The project, known as web-RADR, is looking to capitalise on the uptake of smartphones and social media, creating an app which will make reporting and sharing of adverse drug reactions information easier.
The UK’s Medicines and Healthcare products Regulatory Agency (MHRA) is spearheading the project, the consortium consists of the EMA, HALMED (Croatian agency) and Lareb (Netherlands ADR reporting centre) alongside IT experts, academia, patient groups and seven European Federation of Pharmaceutical Industries and Associations (EFPIA) companies led by Novartis.
Mick Foy, Group Manager in the MHRA’s Vigilance and Risk Management division told in-Pharmatechnologist.com there are two main issues when discussing ADR reporting and why health professionals and patients don’t report.
“The first is access to user friendly forms and the second is good feedback once a report has been sent,” he said. “The development of the mobile App through web-RADR will help address these by providing a form that can easily completed on the device people have in their pockets and also enabling them to access high quality, authorised material on medicines they are interested in hearing about.”
Despite being in its infancy, the project has been split across six work packages, he continued: 1) Policy development led by EMA; 2) Social media technical platform led by IT firm Epidemico; 3) social media analytics led by WHO’s Uppsala Monitoring Centre; 4) mobile app technical platform led by Epidemico; 5) mobile app user based evaluation led by University of Groningen; and 6) scientific impact evaluation led by University of Liverpool.
Changing Technology
The project is set to take three years to complete, so we asked Foy how the technology would remain relevant.
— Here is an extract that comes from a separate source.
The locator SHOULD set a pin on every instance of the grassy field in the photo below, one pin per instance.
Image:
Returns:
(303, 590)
“One of the objectives of the project is to keep up to date with changing technologies to ensure WEB-RADR remains current,” he said. “For example the social media side is currently focussed on Facebook and Twitter, but during the course of the project new social media sites and technologies will no doubt emerge.”
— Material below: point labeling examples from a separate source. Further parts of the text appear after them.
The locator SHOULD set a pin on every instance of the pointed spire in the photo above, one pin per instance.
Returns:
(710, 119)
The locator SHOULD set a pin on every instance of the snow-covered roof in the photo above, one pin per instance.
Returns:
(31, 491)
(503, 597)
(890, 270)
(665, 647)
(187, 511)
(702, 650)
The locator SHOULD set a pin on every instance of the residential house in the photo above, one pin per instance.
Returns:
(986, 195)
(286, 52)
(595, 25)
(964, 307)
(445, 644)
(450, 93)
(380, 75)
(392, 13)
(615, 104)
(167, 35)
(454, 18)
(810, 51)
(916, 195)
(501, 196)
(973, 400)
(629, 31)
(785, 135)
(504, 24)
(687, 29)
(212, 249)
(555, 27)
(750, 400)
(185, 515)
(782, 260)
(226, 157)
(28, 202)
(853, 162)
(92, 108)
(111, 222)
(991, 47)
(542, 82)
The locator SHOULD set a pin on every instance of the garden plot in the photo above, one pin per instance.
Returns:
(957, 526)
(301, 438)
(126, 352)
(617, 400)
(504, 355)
Pharma has been increasingly adapting to the increased use of smartphone technology and social media platforms. The former, for example, has seen apps developed to help fight against counterfeit drugs and grant access to compliance requirements for safety professionals.
Social media, meanwhile, is becoming increasingly important in clinical trial monitoring and reporting with companies such as Pfizer using such platforms to carry out virtual trials.